INVESTIGADORES
CULZONI Maria Julia
congresos y reuniones científicas
Título:
What can we add to our work by applying chemometrics when developing Analytical separations?
Autor/es:
HÉCTOR C. GOICOECHEA; MARÍA J. CULZONI; MIRTA R. ALCARÁZ; CARLA M. TEGLIA; ADRIANO DE ARAÚJO GOMES; MILAGROS MONTEMURRO; SILVANA AZCARATE
Lugar:
Mendoza
Reunión:
Simposio; 24th Latin-American Symposium on Biotechnology, Biomedical, Biopharmaceutical, and Industrial Applications of Capillary Electrophoresis and Microchip Technology (LACE); 2018
Resumen:
Chemometrics can be defined as the science of extracting information from chemical systems by mathematical modeling of the data obtained as a result of experimentation procedures. It can be divided in three main areas: calibration, experimental design- optimization and classification. In this talk, fundamentals of the areas of chemometrics will be briefly presented.

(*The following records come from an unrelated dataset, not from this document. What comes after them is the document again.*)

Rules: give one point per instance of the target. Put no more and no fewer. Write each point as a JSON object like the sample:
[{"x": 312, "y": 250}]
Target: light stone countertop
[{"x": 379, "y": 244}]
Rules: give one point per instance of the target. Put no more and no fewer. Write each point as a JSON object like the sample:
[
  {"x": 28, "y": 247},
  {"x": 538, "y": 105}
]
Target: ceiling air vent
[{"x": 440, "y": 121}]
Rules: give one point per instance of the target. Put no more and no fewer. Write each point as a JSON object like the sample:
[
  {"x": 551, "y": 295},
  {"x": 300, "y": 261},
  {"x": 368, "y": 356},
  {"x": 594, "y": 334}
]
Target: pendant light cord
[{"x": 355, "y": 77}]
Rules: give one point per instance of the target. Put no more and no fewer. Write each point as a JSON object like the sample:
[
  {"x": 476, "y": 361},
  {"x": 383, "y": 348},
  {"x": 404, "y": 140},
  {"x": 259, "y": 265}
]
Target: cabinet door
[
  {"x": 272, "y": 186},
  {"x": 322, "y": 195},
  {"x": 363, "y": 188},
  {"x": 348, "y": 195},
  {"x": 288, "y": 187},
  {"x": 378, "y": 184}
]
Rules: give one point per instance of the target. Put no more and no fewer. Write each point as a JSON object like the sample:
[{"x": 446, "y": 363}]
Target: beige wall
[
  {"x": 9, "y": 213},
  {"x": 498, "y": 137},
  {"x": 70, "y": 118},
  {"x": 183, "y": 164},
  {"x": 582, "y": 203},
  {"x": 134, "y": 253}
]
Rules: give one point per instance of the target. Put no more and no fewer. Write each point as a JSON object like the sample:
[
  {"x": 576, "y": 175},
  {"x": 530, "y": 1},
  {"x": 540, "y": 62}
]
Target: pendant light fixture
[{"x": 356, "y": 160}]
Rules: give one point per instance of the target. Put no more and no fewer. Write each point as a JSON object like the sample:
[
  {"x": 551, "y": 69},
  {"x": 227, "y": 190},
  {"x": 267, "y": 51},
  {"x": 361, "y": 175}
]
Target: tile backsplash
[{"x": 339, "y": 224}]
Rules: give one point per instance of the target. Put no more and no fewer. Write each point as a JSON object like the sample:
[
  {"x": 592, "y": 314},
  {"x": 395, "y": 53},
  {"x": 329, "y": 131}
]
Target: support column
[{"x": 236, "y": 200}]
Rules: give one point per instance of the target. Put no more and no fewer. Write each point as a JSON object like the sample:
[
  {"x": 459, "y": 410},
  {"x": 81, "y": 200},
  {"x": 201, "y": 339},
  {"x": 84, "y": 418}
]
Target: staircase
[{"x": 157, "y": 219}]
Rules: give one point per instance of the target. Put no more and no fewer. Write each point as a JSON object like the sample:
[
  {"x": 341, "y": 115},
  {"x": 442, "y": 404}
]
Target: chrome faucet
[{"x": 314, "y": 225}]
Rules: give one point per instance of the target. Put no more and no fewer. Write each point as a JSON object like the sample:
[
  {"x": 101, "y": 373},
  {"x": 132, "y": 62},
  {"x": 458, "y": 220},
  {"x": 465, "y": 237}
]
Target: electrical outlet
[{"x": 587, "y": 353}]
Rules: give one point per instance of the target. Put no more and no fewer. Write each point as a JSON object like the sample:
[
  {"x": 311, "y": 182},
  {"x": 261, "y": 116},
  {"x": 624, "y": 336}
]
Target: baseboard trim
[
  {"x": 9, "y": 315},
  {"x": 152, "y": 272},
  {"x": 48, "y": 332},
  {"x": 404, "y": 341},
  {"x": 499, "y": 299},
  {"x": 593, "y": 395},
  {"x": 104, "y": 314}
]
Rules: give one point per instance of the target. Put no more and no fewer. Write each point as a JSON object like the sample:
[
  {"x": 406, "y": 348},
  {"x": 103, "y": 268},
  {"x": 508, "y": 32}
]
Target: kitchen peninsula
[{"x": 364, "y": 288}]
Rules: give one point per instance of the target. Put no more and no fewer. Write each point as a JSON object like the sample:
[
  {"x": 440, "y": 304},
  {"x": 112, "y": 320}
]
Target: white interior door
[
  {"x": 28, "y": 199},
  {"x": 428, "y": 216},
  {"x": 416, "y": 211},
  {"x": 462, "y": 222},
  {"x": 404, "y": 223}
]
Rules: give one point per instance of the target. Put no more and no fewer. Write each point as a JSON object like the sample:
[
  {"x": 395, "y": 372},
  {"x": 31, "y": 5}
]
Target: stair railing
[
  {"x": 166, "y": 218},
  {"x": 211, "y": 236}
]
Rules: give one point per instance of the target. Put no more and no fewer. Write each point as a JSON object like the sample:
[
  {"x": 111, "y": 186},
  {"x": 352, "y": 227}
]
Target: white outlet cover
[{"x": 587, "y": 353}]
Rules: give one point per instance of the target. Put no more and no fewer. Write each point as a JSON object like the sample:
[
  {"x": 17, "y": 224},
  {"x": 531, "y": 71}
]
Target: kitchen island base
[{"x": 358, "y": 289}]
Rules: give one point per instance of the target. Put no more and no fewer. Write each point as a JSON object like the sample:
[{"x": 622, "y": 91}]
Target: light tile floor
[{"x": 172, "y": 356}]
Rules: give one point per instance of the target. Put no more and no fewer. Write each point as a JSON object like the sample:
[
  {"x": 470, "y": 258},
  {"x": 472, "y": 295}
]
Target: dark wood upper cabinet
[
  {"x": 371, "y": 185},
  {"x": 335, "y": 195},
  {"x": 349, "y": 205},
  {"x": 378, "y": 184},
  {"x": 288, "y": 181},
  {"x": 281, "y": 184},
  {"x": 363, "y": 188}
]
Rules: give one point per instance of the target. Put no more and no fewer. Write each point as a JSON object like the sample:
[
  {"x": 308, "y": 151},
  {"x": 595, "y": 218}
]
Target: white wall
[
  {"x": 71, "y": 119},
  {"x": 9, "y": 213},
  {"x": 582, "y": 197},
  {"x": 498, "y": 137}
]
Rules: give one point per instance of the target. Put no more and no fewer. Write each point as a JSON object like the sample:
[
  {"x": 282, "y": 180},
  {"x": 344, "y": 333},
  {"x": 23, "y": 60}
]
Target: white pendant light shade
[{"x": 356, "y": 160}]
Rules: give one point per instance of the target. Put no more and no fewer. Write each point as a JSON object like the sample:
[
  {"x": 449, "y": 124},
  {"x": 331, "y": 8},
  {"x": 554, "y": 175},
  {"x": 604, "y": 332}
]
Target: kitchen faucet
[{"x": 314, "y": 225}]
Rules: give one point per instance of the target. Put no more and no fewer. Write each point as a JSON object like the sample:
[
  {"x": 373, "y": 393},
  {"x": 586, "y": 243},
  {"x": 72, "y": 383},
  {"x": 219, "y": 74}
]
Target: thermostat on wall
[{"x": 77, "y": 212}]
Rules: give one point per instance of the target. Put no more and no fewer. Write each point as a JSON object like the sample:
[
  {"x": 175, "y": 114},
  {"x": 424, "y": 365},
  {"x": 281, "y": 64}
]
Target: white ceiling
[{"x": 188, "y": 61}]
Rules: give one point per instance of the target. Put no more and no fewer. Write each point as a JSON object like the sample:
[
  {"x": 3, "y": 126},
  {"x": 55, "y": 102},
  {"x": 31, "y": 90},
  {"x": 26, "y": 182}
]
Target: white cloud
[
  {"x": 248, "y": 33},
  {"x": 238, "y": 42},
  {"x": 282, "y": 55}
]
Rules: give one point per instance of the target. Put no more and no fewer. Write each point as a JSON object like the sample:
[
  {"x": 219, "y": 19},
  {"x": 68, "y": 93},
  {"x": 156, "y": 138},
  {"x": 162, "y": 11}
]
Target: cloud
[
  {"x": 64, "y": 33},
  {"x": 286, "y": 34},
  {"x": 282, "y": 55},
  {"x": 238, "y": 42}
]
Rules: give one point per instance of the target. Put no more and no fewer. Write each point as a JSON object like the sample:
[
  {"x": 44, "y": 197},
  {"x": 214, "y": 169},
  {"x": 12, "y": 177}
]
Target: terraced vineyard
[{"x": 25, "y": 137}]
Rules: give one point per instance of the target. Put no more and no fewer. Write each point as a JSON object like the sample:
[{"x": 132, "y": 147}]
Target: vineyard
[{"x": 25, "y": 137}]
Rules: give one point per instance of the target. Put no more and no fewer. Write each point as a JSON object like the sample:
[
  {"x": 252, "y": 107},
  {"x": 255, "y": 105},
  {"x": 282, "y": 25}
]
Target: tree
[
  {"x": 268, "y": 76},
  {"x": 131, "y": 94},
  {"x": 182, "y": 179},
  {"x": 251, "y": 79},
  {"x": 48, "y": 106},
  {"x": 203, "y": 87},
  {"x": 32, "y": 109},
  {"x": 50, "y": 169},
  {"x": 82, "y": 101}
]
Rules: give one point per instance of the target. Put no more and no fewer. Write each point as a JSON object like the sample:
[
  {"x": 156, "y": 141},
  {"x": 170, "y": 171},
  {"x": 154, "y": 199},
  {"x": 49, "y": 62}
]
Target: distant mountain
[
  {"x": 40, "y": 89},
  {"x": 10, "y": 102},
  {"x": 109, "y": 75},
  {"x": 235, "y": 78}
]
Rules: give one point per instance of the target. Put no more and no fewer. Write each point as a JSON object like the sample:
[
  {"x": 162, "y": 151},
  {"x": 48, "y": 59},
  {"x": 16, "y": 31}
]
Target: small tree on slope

Then, several applications of chemometric tools for enhancing the potentiality of analytical methodologies developed in our laboratory concerning the separation field will be explored [1-3]. Firstly, experimental design for optimization of several responses and factors, which has shown to be a useful way to reach optimal conditions by doing a reduced number of experiments, will be presented. Then, classification of wines using second-order capillary electrophoresis-UV-Vis detection will be discussed. Finally, several second- and third-order calibration applications with capillary electrophoretic/chromatographic data applied to quantitate target compounds in complex samples presenting highly overlapped peaks will be analyzed. [1] M. Montemurro, G.G. Siano, M.R. Alcaráz, H.C. Goicoechea, Third order chromatographic-excitation-emission fluorescence data: Advances, challenges and prospects in analytical applications, Trends Anal. Chem. (TRAC) 93 (2017) 119-133.[2] C.M. Teglia, P.M. Peltzer, S.N. Seib, M.J. Culzoni, H.C. Goicoechea, Simultaneous multi-residue determination of twenty one veterinary drugs in poultry litter by multivariate modeling of liquid chromatography with fluorescence and UV detection data, Talanta 167 (2017) 442-452.[3] S.M. Azcarate, A. de Araujo Gomes, A. Muñoz de la Peña, H.C Goicoechea, Modeling second-order data for classification issues: data characteristics, algorithms, processing procedures and applications, Trends Anal. Chem. (TRAC) 107(2018) 151-169.